To create a softer medium and remove the friction burns caused by the leather, ACF uses ghost nets to make the base for the donkey harnesses. They then cover the ghost net base with denim cloth. The denim causes less friction, the donkey is healthy, and the donkey owner is happy! As a bonus, any worn out denim cloth can easily be replaced, and the underlying ghost net base can be used again and again.

Ghost Gear Dog Leashes

ACF also reached out to their network to create the perfect product for dog owners: A dog leash made from ghost gear, decorated with colourful threads. It has turned into quite a hit in the market!

More importantly, one dog leash uses up 880 square feet (82 square meters) of monofilament ghost net! The net is cut into a 44 x 20 feet (13.5 x 8.5 meters) piece and wound up into a rope like structure.
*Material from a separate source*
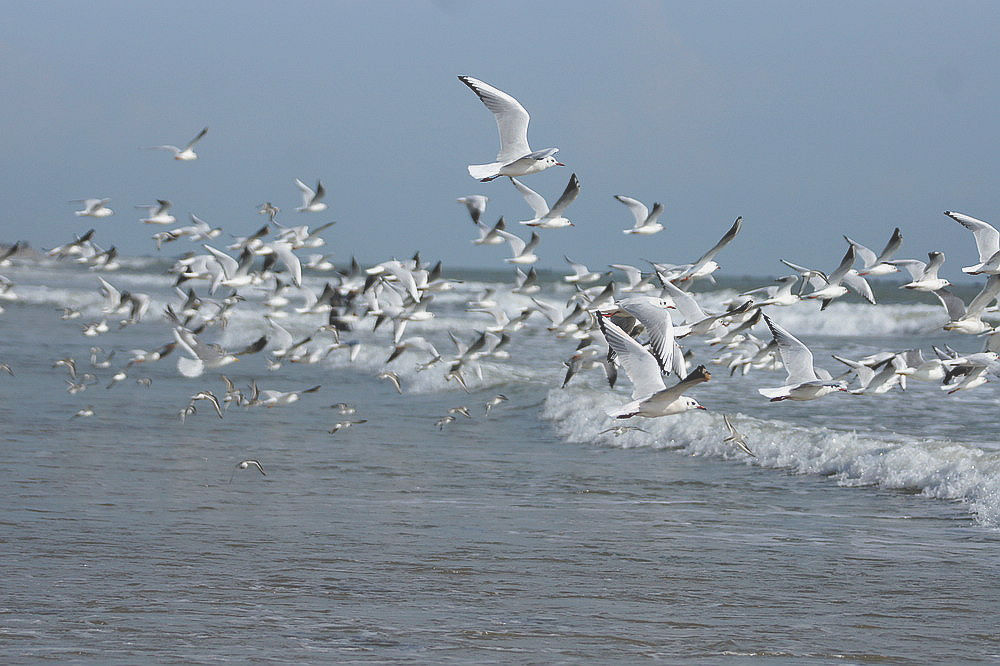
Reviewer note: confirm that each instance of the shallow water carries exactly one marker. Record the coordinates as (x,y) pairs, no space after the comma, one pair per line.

It is then covered up with cloth to make it easy to handle.

Happy dog with ghost net leash by ACF
Happy dog with a ghost net leash ©ACF
Ghost net dog leash in production
Ghost net dog leash under production
Ghost net dog leash base
Ghost net dog leash base before it is decorated
Ghost net dog leash in colorful varieties
Ghost net dog leash – the finished product

Ghost Net In Construction

Hut made from plastic bottles and ghost net under contruction
Plastic bottle hut under construction


Another unique use of ghost net, tested out in Abdul Rehman Goth, is to use it in construction. The Olive Ridley Project team built a hut from 3600 plastic bottles filled with sand and sea water, and held together with monofilament ghost net. Finally, cement is used as a binding agent to give the structure a more solid feel.

The plastic bottle hut is currently storing some of the tons of ghost nets we have recovered.

Ghost Nets Goals

Finding new ways to re-use ghost gear depends on the experience and innovative thinking of people from different sectors of economy. A fashion designer uses it in their designs; an animal rescue shelter uses it to better the lives of animals; builders use it in construction. With more and more people thinking about how to reduce the impact of ghost gear, we have hope that together we can remove this menace from the environment.